Several of the world’s most prominent independent music labels are scrambling to deal with the ramifications of the fire that devastated a Sony warehouse in North London earlier today. The facility, which was set ablaze as a result of riots spreading throughout England, housed the stock of PIAS, the largest distributor of independent labels in the United Kingdom. Over a hundred labels have been affected by the massive loss of stock, including Beggars Group, Sub Pop, Domino, Polyvinyl, Warp and Asthmatic Kitty.

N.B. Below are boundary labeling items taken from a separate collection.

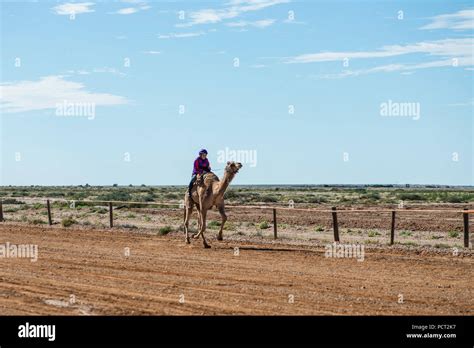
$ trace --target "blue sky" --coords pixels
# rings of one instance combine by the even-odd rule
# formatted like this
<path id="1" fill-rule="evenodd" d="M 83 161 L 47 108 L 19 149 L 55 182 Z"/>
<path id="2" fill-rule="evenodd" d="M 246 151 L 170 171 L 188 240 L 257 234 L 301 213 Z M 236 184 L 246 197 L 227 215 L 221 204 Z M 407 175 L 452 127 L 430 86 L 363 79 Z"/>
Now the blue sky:
<path id="1" fill-rule="evenodd" d="M 470 1 L 2 1 L 1 22 L 1 185 L 187 184 L 202 147 L 236 184 L 474 185 Z"/>

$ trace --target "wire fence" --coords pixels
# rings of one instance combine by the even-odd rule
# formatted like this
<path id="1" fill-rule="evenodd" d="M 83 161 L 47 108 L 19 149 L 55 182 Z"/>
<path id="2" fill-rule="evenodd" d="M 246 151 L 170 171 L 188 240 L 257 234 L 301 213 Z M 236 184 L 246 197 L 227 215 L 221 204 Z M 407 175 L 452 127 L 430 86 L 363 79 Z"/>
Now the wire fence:
<path id="1" fill-rule="evenodd" d="M 123 206 L 164 206 L 164 207 L 177 207 L 183 209 L 184 211 L 184 201 L 177 203 L 169 202 L 133 202 L 133 201 L 95 201 L 95 200 L 66 200 L 66 199 L 55 199 L 49 198 L 44 201 L 45 207 L 48 212 L 48 224 L 53 225 L 52 218 L 52 203 L 67 203 L 69 205 L 104 205 L 109 208 L 109 226 L 112 228 L 114 226 L 114 206 L 123 207 Z M 4 222 L 4 211 L 3 205 L 6 204 L 15 204 L 9 203 L 8 200 L 0 199 L 0 222 Z M 334 233 L 334 241 L 340 242 L 339 236 L 339 224 L 338 224 L 338 214 L 353 214 L 353 213 L 390 213 L 391 214 L 391 225 L 390 225 L 390 245 L 393 245 L 395 242 L 395 225 L 396 225 L 396 216 L 397 214 L 405 213 L 456 213 L 460 214 L 463 221 L 464 227 L 464 247 L 469 248 L 469 214 L 474 214 L 474 209 L 410 209 L 410 208 L 399 208 L 399 209 L 337 209 L 337 207 L 332 207 L 332 209 L 315 209 L 315 208 L 295 208 L 295 207 L 286 207 L 286 206 L 269 206 L 269 205 L 231 205 L 227 204 L 226 208 L 230 209 L 261 209 L 261 210 L 271 210 L 273 213 L 273 237 L 274 239 L 278 238 L 278 224 L 277 224 L 277 211 L 302 211 L 302 212 L 313 212 L 313 213 L 326 213 L 331 214 L 332 216 L 332 227 Z"/>

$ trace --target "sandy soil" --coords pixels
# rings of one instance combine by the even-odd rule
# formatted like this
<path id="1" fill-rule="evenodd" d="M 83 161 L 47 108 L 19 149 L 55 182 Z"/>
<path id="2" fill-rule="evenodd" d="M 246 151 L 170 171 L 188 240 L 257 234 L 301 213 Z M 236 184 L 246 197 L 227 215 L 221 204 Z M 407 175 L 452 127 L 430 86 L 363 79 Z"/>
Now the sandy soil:
<path id="1" fill-rule="evenodd" d="M 178 233 L 2 223 L 0 244 L 37 244 L 39 257 L 0 258 L 0 313 L 474 314 L 470 251 L 367 246 L 359 262 L 318 245 L 208 236 L 212 249 Z"/>

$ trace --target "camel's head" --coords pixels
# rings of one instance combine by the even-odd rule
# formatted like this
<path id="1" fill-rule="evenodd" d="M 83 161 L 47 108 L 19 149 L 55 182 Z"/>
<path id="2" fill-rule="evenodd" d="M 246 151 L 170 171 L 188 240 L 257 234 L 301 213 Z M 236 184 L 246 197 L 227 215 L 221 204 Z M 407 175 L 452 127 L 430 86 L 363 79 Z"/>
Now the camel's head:
<path id="1" fill-rule="evenodd" d="M 239 172 L 239 169 L 242 168 L 242 163 L 240 162 L 227 162 L 225 166 L 225 171 L 229 174 L 235 175 Z"/>

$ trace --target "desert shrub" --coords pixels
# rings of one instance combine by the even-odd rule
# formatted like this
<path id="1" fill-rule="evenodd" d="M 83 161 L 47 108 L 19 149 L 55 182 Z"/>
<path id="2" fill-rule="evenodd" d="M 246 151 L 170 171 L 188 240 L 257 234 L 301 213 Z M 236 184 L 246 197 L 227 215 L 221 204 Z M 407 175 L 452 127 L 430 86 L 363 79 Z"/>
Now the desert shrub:
<path id="1" fill-rule="evenodd" d="M 131 225 L 131 224 L 123 224 L 123 225 L 120 225 L 120 227 L 129 228 L 129 229 L 132 229 L 132 230 L 138 228 L 137 226 Z"/>
<path id="2" fill-rule="evenodd" d="M 369 237 L 376 237 L 376 236 L 380 236 L 380 233 L 378 233 L 377 231 L 369 231 Z"/>
<path id="3" fill-rule="evenodd" d="M 77 221 L 71 217 L 67 217 L 61 220 L 61 225 L 63 227 L 69 227 L 69 226 L 74 225 L 75 223 L 77 223 Z"/>
<path id="4" fill-rule="evenodd" d="M 211 220 L 207 223 L 207 227 L 210 228 L 211 230 L 217 229 L 220 226 L 221 226 L 220 221 Z"/>
<path id="5" fill-rule="evenodd" d="M 457 238 L 457 237 L 459 237 L 459 233 L 456 232 L 456 231 L 449 231 L 448 235 L 449 235 L 451 238 Z"/>
<path id="6" fill-rule="evenodd" d="M 97 196 L 96 201 L 131 201 L 132 195 L 125 190 L 118 190 Z"/>
<path id="7" fill-rule="evenodd" d="M 264 203 L 276 203 L 278 202 L 278 198 L 275 196 L 263 196 L 260 200 Z"/>

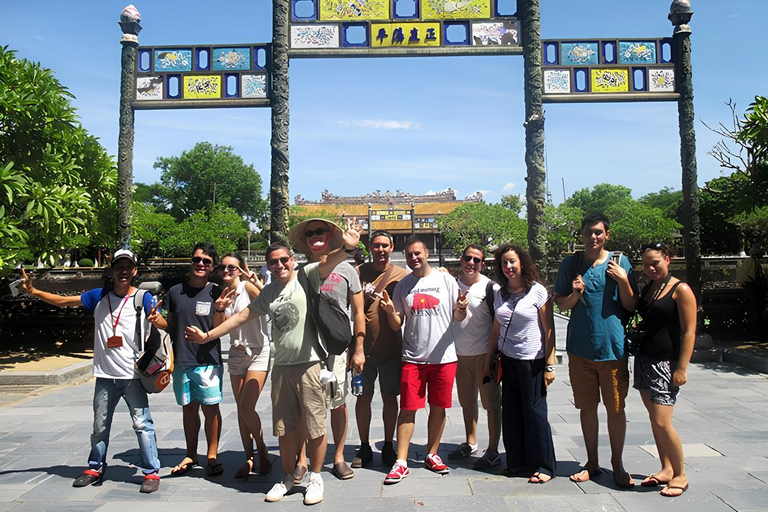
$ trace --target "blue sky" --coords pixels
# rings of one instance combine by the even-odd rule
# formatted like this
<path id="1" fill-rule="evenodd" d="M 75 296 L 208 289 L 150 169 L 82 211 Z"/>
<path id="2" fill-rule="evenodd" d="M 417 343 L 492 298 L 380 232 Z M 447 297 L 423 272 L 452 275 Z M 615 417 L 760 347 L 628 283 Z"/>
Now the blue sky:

“We lost around 100,000 units across all formats and the entire catalog,” Ninja Tune Head of International Jamie Collinson told Rolling Stone. “That’s the majority of our stock, although our international partners do hold significant amounts on certain titles. As far as we know so far, nothing is salvageable.” Though Collinson is optimistic that insurance will cover some of the costs, he’s unsure of how much to expect. “Riot damage is often not insured, but there may be options available to us. We’re looking into those now.”
Beggars Group, the label family that includes Matador, XL, 4AD, Rough Trade and True Panther, was hit especially hard by the destruction of the warehouse. In an interview with Pitchfork earlier today, Beggars chairman Martin Mills confirmed that the company lost their entire U.K. stock of approximately 750,000 items. Mills estimates that it will take ten days to replenish their stock of CDs and at least three months to manufacture new vinyl.
Ben Swanson, co-owner of Dead Oceans, Secretly Canadian and Jagjaguwar, says his label group has suffered some losses, but estimates that only 5-10 percent of their global inventory was destroyed in the fire. “It’s too early to tell how this will affect our business long term,” Swanson told Rolling Stone. “Short term, we have some records that have recently been released, or about to be released that will surely feel the brunt of the fire. For example, The War on Drugs has a new album coming out next week. We’ve been very excited about the response in the UK and its pretty devastating to think the CD and LP won’t be available.”
“Mostly I’m concerned about our records that are just now coming out, and how this will affect an already fragile physical market,” Swanson says. “It certainly won’t be the end of physical media in the U.K. as some are suggesting, but its a massive to blow to pretty much everyone up and down the chain – from bands to consumer and everyone in between.”